Downer EDI upgraded its full-year profit guidance after identifying larger-than-expected cost savings following its purchase of a 87.8 per cent stake in Spotless.
The engineering group upgraded its net profit guidance to $195 million, from April's $190 million, after a review identified $25 million of cost savings.
Opportunities to generate even more revenue from Spotless are also significant and will continue to increase according to Downer.
Downer CEO Grant Fenn says the integration of Spotless into Downer has been successful.
"It is clear to me that Downer's management processes, systems and capability will be of significant value to Spotless in the future," says Fenn.
Despite mammoth savings discovered, Spotless' FY18 profit is expected to be at the bottom end of its previously issued $85 million to $100 million forecast after deciding to record almost $80 million in costs and impairments at the cleaning and catering firm.
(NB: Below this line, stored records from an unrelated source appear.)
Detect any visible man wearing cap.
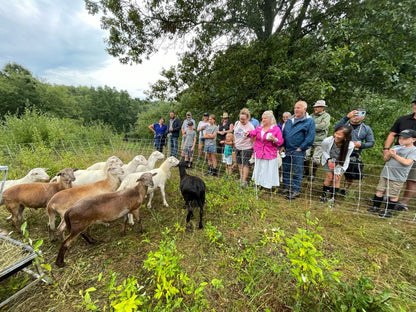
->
[181,112,196,158]
[279,101,315,200]
[368,129,416,217]
[335,108,375,196]
[217,113,234,153]
[196,113,209,162]
[383,99,416,209]
[303,100,331,181]
[168,111,181,157]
The impairments include redundancy and transaction costs, a goodwill impairment against Spotless' laundries business and a write-off of the new Royal Adelaide Hospital.
Since the group began servicing the new Royal Adelaide Hospital in September the 30-year contract has been underperforming.
"It is expected there will be no earnings from this project recognised in the 2018 financial year," says Downer in a statement on Monday.
Downer EDI closed its unconditional takeover offer for Spotless group in August 2017, bringing to a close a lengthy and delayed process resisted fiercely by the board of Spotless.
Downer valued the takeover target at $1.3 billion when its takeover offer closed on 29 August 2017.
Shares in Downer EDI Limited are trading up 2.83 per cent to $6.92 and shares in Spotless Group are down 2.70 per cent to $1.08 at 10.43 am AEDT.